The French government is facing legal challenges after it blocked social media platform Tiktok in New Caledonia after a wave of violence prompted a state of emergency to be declared.

Violent clashes have raged in the South Pacific archipelago - an overseas part of France - since Monday, leaving five dead and over a hundred injured.

Two police officers were among the fatalities in the worst spate of violence in the territory since 1988.

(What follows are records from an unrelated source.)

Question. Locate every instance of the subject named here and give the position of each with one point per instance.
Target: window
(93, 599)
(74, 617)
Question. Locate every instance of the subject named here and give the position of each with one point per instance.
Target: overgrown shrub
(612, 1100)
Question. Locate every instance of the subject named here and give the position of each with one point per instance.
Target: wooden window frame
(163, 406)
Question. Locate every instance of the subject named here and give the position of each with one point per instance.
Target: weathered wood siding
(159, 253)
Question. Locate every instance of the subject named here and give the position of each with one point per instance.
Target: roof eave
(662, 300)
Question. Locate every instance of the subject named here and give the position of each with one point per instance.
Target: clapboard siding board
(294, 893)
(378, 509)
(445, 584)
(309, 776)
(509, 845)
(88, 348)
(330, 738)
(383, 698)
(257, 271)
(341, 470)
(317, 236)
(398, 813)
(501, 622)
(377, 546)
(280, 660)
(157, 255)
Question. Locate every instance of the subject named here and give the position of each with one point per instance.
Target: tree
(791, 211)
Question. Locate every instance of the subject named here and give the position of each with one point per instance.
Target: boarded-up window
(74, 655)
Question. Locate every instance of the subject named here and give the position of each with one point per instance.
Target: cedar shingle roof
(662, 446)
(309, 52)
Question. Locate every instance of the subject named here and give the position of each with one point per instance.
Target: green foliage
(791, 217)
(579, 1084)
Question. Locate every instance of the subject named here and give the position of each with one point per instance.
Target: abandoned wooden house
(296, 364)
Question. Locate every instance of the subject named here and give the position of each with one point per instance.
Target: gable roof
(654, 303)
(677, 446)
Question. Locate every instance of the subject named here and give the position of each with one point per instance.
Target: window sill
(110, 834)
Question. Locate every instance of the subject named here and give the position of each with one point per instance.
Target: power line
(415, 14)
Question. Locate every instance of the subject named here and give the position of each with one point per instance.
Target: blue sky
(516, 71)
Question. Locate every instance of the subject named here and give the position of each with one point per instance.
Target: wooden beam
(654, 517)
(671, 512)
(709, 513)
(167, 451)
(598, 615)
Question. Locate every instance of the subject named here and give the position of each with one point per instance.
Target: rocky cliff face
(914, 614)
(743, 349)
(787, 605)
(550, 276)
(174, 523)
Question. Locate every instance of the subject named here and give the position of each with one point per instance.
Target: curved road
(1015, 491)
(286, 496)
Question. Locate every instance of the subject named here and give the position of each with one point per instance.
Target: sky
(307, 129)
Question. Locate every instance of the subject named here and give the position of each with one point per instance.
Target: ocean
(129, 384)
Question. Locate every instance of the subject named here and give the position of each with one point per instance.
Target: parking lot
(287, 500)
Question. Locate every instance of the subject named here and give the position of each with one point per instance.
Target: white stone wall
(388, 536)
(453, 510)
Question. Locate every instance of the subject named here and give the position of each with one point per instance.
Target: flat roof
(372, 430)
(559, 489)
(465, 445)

The suspension of TikTok would be the first time in France and the European Union that an entire social media platform has been shut down by authorities.

French law allows for the government in times of state emergencies to “take any measure to ensure the interruption of any online public communication service that incites or glorifies acts of terrorism,” but critics have voiced their concerns about the move.

Two civil liberties associations, the Ligue des droits de l'Homme and La Quadrature du Net have lodged separate appeals against the decision with the latter calling the shut down “censorship” and a “serious blow to freedom of expression”.

The French government also mentioned the risks posed by disinformation and potential interference “fed by foreign countries,” a spokesperson from the prime minister’s office told French media Numerama.

TikTok said that it was “regrettable” that the decision to block its application was taken “without any request or question, nor any request to remove content, from the local authorities or the French government”.

In a statement, it added that its teams were “monitoring the situation very closely and ensuring that our platform is safe” while remaining at the disposal of the authorities.

A first in an EU country

The French government asked the territory’s network operator to block access to the server addresses leading to the social media on smartphones.

New Caledonia has a very specific legal framework and from a technical point of view, this is possible because a single service is in charge of the territory’s telecoms.

However, this method can be bypassed, for example, by using a VPN.

The French government had already raised the possibility of cutting some social platforms during the summer of 2023 when urban riots occurred in the country but didn’t follow through.

The first clashes in New Caledonia occurred on Monday when a constitutional reform was being debated in the Assemblée National, the French parliament’s lower chamber, to broaden the electorate that is able to vote in provincial elections and referendums.

The reform would include allowing people who have lived in New Caledonia - a region that is debating its future relationship with France - for over 10 years being able to vote.

However, pro-independence leaders fear that this reform will lead to under-representing the Kanaks, the indigenous people, who represent 41 per cent of the territory’s population.

Kanaks generally face lower living standards, higher unemployment, and limited access to quality housing and education compared to the non-Kanak population.

New Caledonia has held three referendums on independence from France, all resulting in a majority voting against it.


The last ballot, held in 2021 during the COVID-19 pandemic, was boycotted by pro-independence groups.